We ask all Americans to remain vigilant, especially as the weather gets colder and it becomes more difficult to go outside and to have outside gatherings.
And with that, I just want to ask some very talented people to come up and say a few words. General Perna and Dr. Slaoui have been incredible. The general is really getting started right now, but he's really—what we don't know and what people don't know, he started putting this all together 6 months ago, and you're going to see some real action.
So, General, maybe you'll start it off? And then, Doctor, you'll go right after that. Thank you very much.
And then, we're going to finish it off with Mike Pence. Okay? Thank you, please. Thank you. Sure. Operation Warp Speed Chief Adviser Moncef Slaoui. Thank you, Mr. President. Hi, everybody. So Operation Warp Speed's mission is to enable and accelerate the development of vaccines and therapeutics to help control the COVID-19 pandemic and save lives.
[At this point, Chief Adviser Slaoui continued his remarks, concluding as follows.]
I will now pass to my coleader, General Perna, who will tell you more about the support that the operation has provided to manufacturing of the vaccine and also to their distribution.
Thank you very much.
Operation Warp Speed Chief Operating Officer General Gustave F. Perna, USA. Mr. President, thank you for allowing me to continue service of our great Nation as the coleader with Dr. Moncef Slaoui on this mission.
[Gen. Perna continued his remarks, concluding as follows.]
I will end where I started: This is about saving lives, the lives of the great American people. And we will not rest until we are successful and that we have irreversible momentum to returning our Nation back to normal. Thank you, Mr. President.
The President. Thank you very much. Thank you, General, very much. Great job.
Secretary of Health and Human Services Alex M. Azar II. Thank you, Mr. President, for providing the leadership that's gotten us where we are today. The success that Operation Warp Speed has realized so far has been made possible only because of the bold vision you announced not even 6 months ago, right here in the Rose Garden.
[Secretary Azar continued his remarks, concluding as follows.]
Because of the incredible American spirit, because of what great scientists and public servants and innovators have done through Operation Warp Speed, we have such a bright future ahead of us. If we continue to protect ourselves, our families, and our communities, then I firmly believe that future will be here very soon.

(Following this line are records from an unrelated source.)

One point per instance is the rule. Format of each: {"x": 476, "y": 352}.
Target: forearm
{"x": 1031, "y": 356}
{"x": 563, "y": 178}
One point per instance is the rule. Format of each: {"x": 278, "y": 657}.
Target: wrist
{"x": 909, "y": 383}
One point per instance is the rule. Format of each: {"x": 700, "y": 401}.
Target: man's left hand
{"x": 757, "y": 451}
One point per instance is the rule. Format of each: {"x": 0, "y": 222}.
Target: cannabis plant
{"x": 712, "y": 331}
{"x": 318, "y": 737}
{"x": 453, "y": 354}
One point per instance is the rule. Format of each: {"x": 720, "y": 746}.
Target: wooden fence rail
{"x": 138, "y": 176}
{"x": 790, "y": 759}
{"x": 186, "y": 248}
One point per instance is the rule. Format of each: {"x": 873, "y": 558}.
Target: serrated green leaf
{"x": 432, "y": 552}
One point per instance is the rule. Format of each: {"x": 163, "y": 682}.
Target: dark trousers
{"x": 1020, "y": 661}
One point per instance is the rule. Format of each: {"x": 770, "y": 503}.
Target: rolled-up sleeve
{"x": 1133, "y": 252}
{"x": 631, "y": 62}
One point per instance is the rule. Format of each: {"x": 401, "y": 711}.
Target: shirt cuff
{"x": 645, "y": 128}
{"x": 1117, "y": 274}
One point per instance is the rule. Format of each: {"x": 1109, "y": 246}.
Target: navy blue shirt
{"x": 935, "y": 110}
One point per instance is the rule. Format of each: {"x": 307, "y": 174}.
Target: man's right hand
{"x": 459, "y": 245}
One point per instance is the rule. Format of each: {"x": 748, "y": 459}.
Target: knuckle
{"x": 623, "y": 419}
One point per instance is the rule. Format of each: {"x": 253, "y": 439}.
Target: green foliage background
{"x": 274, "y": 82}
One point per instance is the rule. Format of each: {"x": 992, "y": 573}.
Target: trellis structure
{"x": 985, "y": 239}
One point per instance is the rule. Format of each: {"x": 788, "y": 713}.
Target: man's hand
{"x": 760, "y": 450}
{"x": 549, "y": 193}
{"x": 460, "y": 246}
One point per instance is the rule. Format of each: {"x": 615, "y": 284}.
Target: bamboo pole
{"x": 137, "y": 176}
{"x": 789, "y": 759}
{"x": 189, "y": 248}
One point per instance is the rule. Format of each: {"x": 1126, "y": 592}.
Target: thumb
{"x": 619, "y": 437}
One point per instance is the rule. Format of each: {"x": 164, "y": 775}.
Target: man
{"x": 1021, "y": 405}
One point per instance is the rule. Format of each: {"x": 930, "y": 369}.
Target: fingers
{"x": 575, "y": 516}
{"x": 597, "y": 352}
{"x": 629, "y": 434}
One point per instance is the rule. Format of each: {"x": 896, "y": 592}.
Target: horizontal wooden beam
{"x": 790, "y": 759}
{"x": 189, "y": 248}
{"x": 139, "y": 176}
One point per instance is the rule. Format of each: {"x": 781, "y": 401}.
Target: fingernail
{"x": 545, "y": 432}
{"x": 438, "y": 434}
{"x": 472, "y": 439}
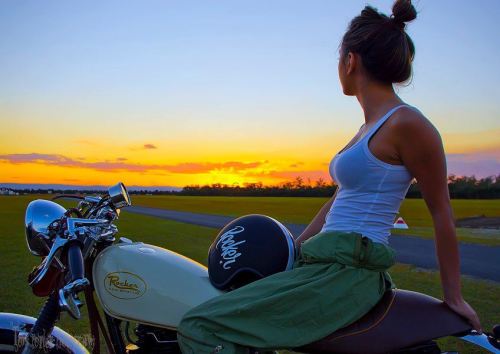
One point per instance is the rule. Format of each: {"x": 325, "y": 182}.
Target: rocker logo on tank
{"x": 229, "y": 247}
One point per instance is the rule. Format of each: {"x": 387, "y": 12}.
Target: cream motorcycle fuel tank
{"x": 149, "y": 284}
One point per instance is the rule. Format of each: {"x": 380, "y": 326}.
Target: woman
{"x": 331, "y": 285}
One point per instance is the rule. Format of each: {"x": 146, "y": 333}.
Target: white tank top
{"x": 370, "y": 190}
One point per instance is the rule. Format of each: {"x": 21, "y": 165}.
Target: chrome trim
{"x": 119, "y": 196}
{"x": 480, "y": 340}
{"x": 59, "y": 243}
{"x": 68, "y": 298}
{"x": 39, "y": 216}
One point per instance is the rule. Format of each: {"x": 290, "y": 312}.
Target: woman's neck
{"x": 376, "y": 100}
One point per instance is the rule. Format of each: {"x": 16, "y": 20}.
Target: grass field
{"x": 192, "y": 241}
{"x": 302, "y": 210}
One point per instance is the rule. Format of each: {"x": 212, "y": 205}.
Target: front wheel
{"x": 14, "y": 329}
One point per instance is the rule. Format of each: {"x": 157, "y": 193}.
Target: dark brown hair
{"x": 385, "y": 48}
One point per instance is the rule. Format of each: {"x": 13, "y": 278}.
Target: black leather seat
{"x": 401, "y": 319}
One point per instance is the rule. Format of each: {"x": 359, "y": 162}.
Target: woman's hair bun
{"x": 403, "y": 11}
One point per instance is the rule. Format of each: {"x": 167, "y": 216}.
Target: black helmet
{"x": 249, "y": 248}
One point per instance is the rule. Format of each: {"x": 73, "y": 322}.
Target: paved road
{"x": 476, "y": 260}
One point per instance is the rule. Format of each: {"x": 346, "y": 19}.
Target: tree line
{"x": 459, "y": 187}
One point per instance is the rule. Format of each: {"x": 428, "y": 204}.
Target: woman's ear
{"x": 351, "y": 62}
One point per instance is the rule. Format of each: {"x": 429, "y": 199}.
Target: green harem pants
{"x": 337, "y": 278}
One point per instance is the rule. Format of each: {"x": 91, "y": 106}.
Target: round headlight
{"x": 39, "y": 215}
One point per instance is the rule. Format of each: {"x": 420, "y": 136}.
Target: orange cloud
{"x": 120, "y": 164}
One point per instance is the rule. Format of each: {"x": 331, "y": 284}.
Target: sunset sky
{"x": 172, "y": 93}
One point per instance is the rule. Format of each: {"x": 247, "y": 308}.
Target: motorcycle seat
{"x": 401, "y": 319}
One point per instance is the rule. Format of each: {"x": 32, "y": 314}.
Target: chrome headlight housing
{"x": 40, "y": 214}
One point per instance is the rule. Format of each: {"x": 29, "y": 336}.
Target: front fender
{"x": 13, "y": 330}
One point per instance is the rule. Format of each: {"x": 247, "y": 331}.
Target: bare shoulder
{"x": 411, "y": 125}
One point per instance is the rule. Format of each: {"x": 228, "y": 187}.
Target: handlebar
{"x": 75, "y": 261}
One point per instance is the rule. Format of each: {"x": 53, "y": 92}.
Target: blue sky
{"x": 240, "y": 72}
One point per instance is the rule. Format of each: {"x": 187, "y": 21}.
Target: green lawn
{"x": 302, "y": 210}
{"x": 192, "y": 241}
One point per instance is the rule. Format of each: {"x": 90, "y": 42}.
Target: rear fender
{"x": 15, "y": 327}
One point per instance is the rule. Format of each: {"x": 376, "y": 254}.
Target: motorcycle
{"x": 153, "y": 287}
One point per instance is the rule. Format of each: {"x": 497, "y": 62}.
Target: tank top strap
{"x": 382, "y": 120}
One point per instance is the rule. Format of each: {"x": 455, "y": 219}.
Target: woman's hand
{"x": 465, "y": 310}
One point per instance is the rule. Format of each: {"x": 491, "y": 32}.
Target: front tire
{"x": 15, "y": 327}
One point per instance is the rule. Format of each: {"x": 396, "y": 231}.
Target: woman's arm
{"x": 316, "y": 224}
{"x": 421, "y": 150}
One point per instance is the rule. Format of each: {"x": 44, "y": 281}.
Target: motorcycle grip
{"x": 75, "y": 261}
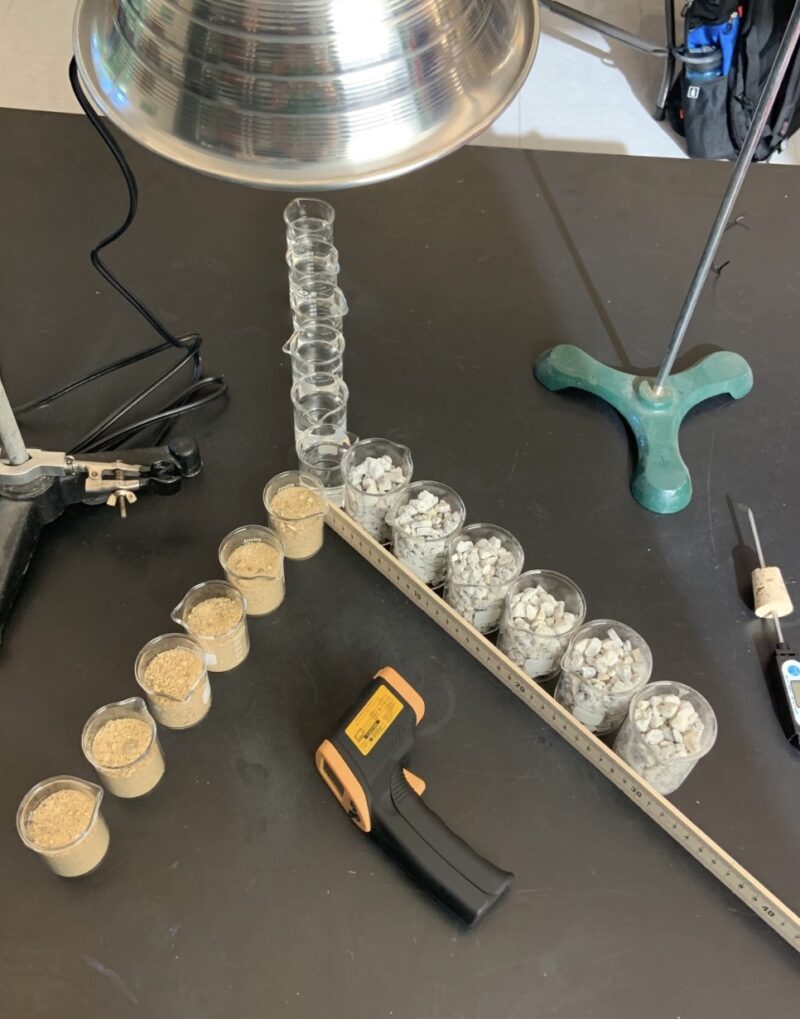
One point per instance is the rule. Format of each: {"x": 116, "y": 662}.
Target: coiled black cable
{"x": 110, "y": 433}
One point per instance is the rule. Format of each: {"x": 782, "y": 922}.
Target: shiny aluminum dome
{"x": 304, "y": 94}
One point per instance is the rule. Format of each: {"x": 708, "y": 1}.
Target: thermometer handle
{"x": 784, "y": 677}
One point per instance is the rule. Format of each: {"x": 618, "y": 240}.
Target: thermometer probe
{"x": 784, "y": 669}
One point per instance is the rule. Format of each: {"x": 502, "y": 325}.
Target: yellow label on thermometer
{"x": 373, "y": 719}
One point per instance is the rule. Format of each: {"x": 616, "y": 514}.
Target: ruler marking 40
{"x": 728, "y": 870}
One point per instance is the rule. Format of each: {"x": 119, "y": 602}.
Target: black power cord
{"x": 200, "y": 392}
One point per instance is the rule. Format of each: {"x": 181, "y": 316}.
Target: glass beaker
{"x": 43, "y": 826}
{"x": 319, "y": 399}
{"x": 315, "y": 349}
{"x": 120, "y": 742}
{"x": 426, "y": 553}
{"x": 371, "y": 508}
{"x": 309, "y": 217}
{"x": 480, "y": 601}
{"x": 171, "y": 671}
{"x": 320, "y": 302}
{"x": 253, "y": 559}
{"x": 220, "y": 629}
{"x": 665, "y": 762}
{"x": 322, "y": 251}
{"x": 311, "y": 315}
{"x": 305, "y": 278}
{"x": 535, "y": 644}
{"x": 296, "y": 504}
{"x": 320, "y": 452}
{"x": 597, "y": 680}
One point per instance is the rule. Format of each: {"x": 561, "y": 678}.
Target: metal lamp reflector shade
{"x": 311, "y": 94}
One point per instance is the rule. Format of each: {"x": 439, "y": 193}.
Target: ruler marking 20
{"x": 728, "y": 870}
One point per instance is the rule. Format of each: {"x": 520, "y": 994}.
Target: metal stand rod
{"x": 10, "y": 436}
{"x": 762, "y": 111}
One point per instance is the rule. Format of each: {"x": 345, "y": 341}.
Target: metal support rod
{"x": 604, "y": 28}
{"x": 762, "y": 111}
{"x": 10, "y": 437}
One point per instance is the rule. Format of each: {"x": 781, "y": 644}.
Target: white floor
{"x": 585, "y": 93}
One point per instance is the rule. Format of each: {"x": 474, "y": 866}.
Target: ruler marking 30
{"x": 728, "y": 870}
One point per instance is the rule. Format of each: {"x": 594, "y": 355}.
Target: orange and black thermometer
{"x": 364, "y": 765}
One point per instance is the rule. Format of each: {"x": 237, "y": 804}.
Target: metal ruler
{"x": 735, "y": 877}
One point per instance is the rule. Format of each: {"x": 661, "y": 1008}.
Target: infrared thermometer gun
{"x": 364, "y": 765}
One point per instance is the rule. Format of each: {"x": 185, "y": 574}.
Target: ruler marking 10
{"x": 728, "y": 870}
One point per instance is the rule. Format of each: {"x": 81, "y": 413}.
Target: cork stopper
{"x": 769, "y": 593}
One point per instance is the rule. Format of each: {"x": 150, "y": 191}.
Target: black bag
{"x": 728, "y": 54}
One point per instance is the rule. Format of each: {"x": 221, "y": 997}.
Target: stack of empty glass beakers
{"x": 319, "y": 395}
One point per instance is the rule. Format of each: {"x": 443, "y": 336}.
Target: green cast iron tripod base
{"x": 661, "y": 481}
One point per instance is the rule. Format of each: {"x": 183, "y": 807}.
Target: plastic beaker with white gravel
{"x": 423, "y": 520}
{"x": 483, "y": 560}
{"x": 543, "y": 610}
{"x": 605, "y": 664}
{"x": 376, "y": 472}
{"x": 670, "y": 727}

Thank you, Mr. President, for making that very bright future possible for the American people.
The President. Thank you very much, Alex. Appreciate it. Thank you.
Mike Pence, please.
Vice President Michael R. Pence. Well, thank you, Mr. President. And on behalf of the White House Coronavirus Task Force, I was grateful to just have a few minutes today to commend the team of Operation Warp Speed.
[Vice President Pence continued his remarks, concluding as follows.]
We all have a role to play. We all know what to do to protect the vulnerable and to look after our families and our neighbors and friends. And we encourage every American, with all the good news this week, to continue to be persistent in putting the health of yourself, your family, your neighbors, coworkers, and friends first.
And we'll get through this, and we'll get through this together. Thank you, Mr. President.
The President. Thank you very much, Mike. And thank you, everybody. Thank you very much.
NOTE: The President spoke at 4:25 p.m. in the Rose Garden at the White House.